E agora o Chade num ataque de mau humor e ingratidão quer julgar estes abnegados missionários laicos! Mas o mundo está de pernas para o ar! Então agora os antropófagos, os selvagens, os “indígenas” ousam levantar a pata imunda contra quem os ensinou a comer (quando comem) com garfo, contra quem lhes revelou a história gloriosa dos “nossos antepassados os gauleses”?
A França, num primeiro tempo, reconheceu que a ONG em causa era um pouco expedita, um pouco extravagante, um pouco “estranha”. Parece até que o Quai d’Orsay preveniu o governo chadiano e a própria embaixada de que achava a Arca um pouco “heterodoxa”. Mas, ao mesmo tempo, e isso disse-se hoje no parlamento francês, foi em aviões fretados pelo governo francês que os funcionários da ong apareceram no Chade.
Entretanto, depois do sentimento de vergonha vem um outro mais escondido, et pour cause, mais clandestino, menos confessável. Não seria melhor repatriar os da ong e julgá-los em França?, perguntam agora. É que, provavelmente no Chade não há juízes, procuradores, prisões, tribunais, sei lá, dignos de receber cidadãos europeus, caucasianos, arianos, o que se queira, enfim não pretos.
O mundo está cheio de histórias sórdidas como esta. Não foi a primeira e não será a última. Mas podiam pelo menos poupar-nos ao insuportável espectáculo da bondade que se exporta para os confins de um deserto onde só há fome, pretos e calor.

6 comentários:

Luís Bonifácio disse...

Lá foram os descontos no IRS

JSC disse...

As ONG são cada vez mais uma forma de organização económica, que capta recursos de privados bem intencionados, que obtém financiamentos de entidades públicas e que em alguns casos até servirão para lavagem de dinheiro e outras coisas menos aconselháveis.

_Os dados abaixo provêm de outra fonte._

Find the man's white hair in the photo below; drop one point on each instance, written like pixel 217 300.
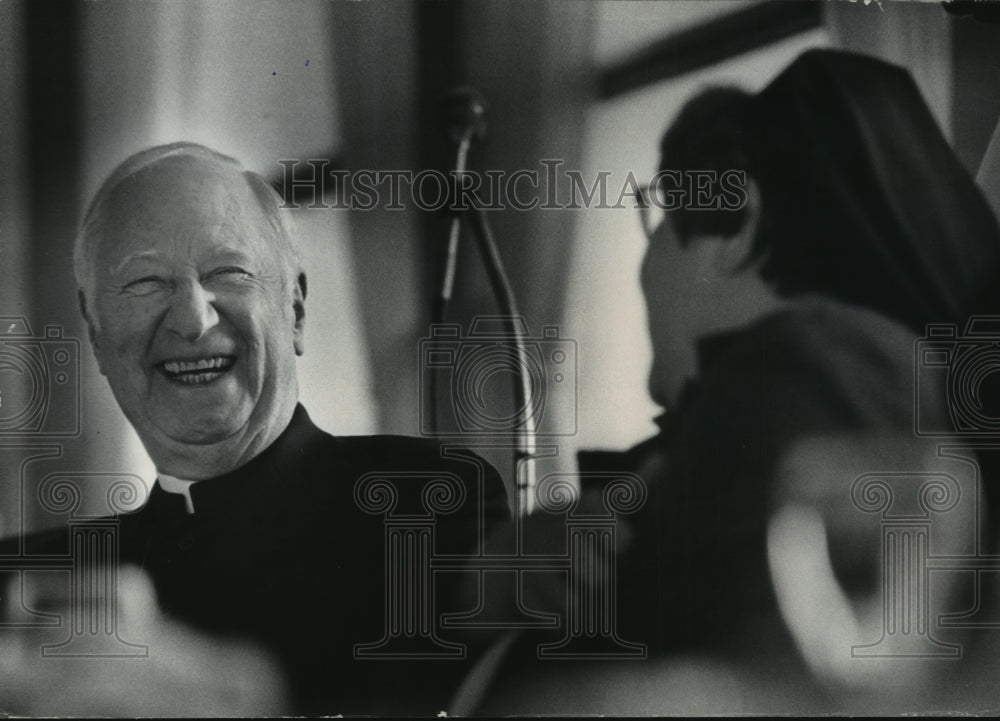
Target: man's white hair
pixel 90 229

Como é que aparece uma ONG? Basta que um grupo de amigos se decidam a formar uma associaçãozinha, vão a um notário e publicam no diário da república os estatutos (basta 1/4 de página). A partir daí podem iniciar a sua actividade de bem-fazer. Podem começar a dar emprego a familiares, amigos e até a imputarem umas despesas próprias para a contabilidade da sua Associação. Em alguns casos até pode ser uma forma de criar o próprio emprego, sem necessidade de fazer qualquer investimento.

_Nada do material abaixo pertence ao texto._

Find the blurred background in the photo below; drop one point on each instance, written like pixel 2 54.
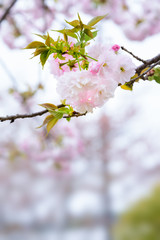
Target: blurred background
pixel 97 176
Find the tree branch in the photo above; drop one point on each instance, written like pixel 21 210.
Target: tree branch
pixel 12 118
pixel 7 11
pixel 151 63
pixel 139 59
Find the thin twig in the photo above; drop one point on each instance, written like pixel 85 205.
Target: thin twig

O Presidente da Associação até pode vir ser designado Comendador, passa a ter assento em todos os actos oficiais da paróquia e assim sucessivamente. A probabilidade de serem fiscalizados, por quem quer que seja, é próxima de zero, a não ser que deixem algum sinal menos recomendável ou tenham azar, como parece ter sido o caso daquela ONG.

Note-se que aprecio o trabalho de muitas dessas organizações, nacionais e estrangeiras. Contudo, o que é demais é moléstia e começa a haver ONG.s a mais. De qualquer modo há muito que passei a ver estas organizações mais como unidades económicas, que deveriam ser tratadas como tal, do que como instituições de inspiração humanista, ainda que esta tenha sido a sua génese. Mas isso foi há muito, muito tempo.

Kamikaze (L.P.) disse...

Brilhante post, excelentes(s) comentário(s).

jcp (José Carlos Pereira) disse...

Completamente de acordo com MCR e com JSC. Também eu olho com crescente desconfiança para os propósitos humanitários de muitas ONG's e outras agências que ocupam a cena mediática.

Silvia Chueire disse...
Este comentário foi removido pelo autor.
Silvia Chueire disse...

Aqui estamos às voltas com o mesmo problema.
É uma pena as coisas terem se desvirtuado assim, porque há ONGs que fazem um fantástico trabalho e há muitos anos.